Solution: Selected Portfolio
A type of trade credit insurance that covers a specific, preselected group of named customers. By focusing on defined buyers, businesses can align protection with their risk profile and allocate resources where they matter most. This selective approach is ideal for companies with a concentrated customer base or divisions where certain clients pose higher credit risk.
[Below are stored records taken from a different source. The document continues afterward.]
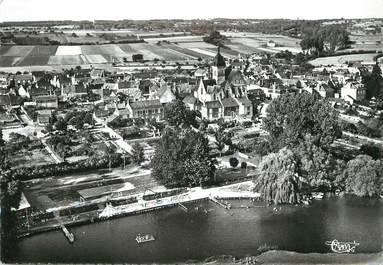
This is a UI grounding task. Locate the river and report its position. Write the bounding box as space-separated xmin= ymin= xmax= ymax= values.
xmin=10 ymin=197 xmax=383 ymax=263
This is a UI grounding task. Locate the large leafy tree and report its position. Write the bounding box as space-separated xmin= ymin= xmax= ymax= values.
xmin=301 ymin=25 xmax=350 ymax=55
xmin=264 ymin=93 xmax=341 ymax=150
xmin=164 ymin=99 xmax=197 ymax=127
xmin=341 ymin=155 xmax=383 ymax=197
xmin=254 ymin=148 xmax=301 ymax=204
xmin=151 ymin=128 xmax=215 ymax=187
xmin=0 ymin=137 xmax=21 ymax=262
xmin=363 ymin=63 xmax=383 ymax=99
xmin=132 ymin=142 xmax=144 ymax=164
xmin=294 ymin=136 xmax=344 ymax=191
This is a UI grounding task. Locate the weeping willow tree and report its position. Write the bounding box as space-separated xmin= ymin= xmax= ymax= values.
xmin=254 ymin=148 xmax=300 ymax=204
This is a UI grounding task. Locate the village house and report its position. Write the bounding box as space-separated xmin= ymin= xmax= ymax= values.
xmin=127 ymin=99 xmax=164 ymax=121
xmin=37 ymin=109 xmax=52 ymax=126
xmin=340 ymin=82 xmax=366 ymax=104
xmin=184 ymin=49 xmax=253 ymax=120
xmin=35 ymin=95 xmax=58 ymax=109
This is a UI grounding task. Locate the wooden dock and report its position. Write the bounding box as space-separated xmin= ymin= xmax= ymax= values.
xmin=178 ymin=203 xmax=189 ymax=212
xmin=60 ymin=224 xmax=74 ymax=243
xmin=209 ymin=197 xmax=231 ymax=210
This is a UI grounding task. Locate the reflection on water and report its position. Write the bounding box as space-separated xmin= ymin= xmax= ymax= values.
xmin=15 ymin=195 xmax=383 ymax=263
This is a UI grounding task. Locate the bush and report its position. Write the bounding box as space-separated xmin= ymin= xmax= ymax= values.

Compared to whole turnover programs, selected portfolio coverage typically comes with higher relative costs.
Main Characteristics:
Subject of Coverage: A chosen portfolio of buyers (typically 5 to 10 buyers) covered under one insurance policy.
Losses Covered: Insolvency, protracted payment after a pre-agreed waiting period, and other credit-related events.
Risk Management: Insurer monitors the financial health and payment behavior of the selected buyer portfolio, providing real-time insights and proactive alerts.
Additional Coverage: Collection costs, consignment stock, production risk, and more.
Self-Retention: Typically between 5% and 10%.
Why Choose Selected Portfolio Coverage?
Focused Risk Transfer: Protect against defaults from your most critical or high-risk customers.
Cash Flow Stability: Predictable cash flows due to insurer reimbursement of loss for bad debt losses.
Strategic Growth: Safely maintain or expand high-value relationships without fear of non-payment.
Financing Advantage: Secure your receivables and improve access to bank financing.
Process Improvement: Implementing insurer-driven credit risk standards helps standardise and enhance internal procedures.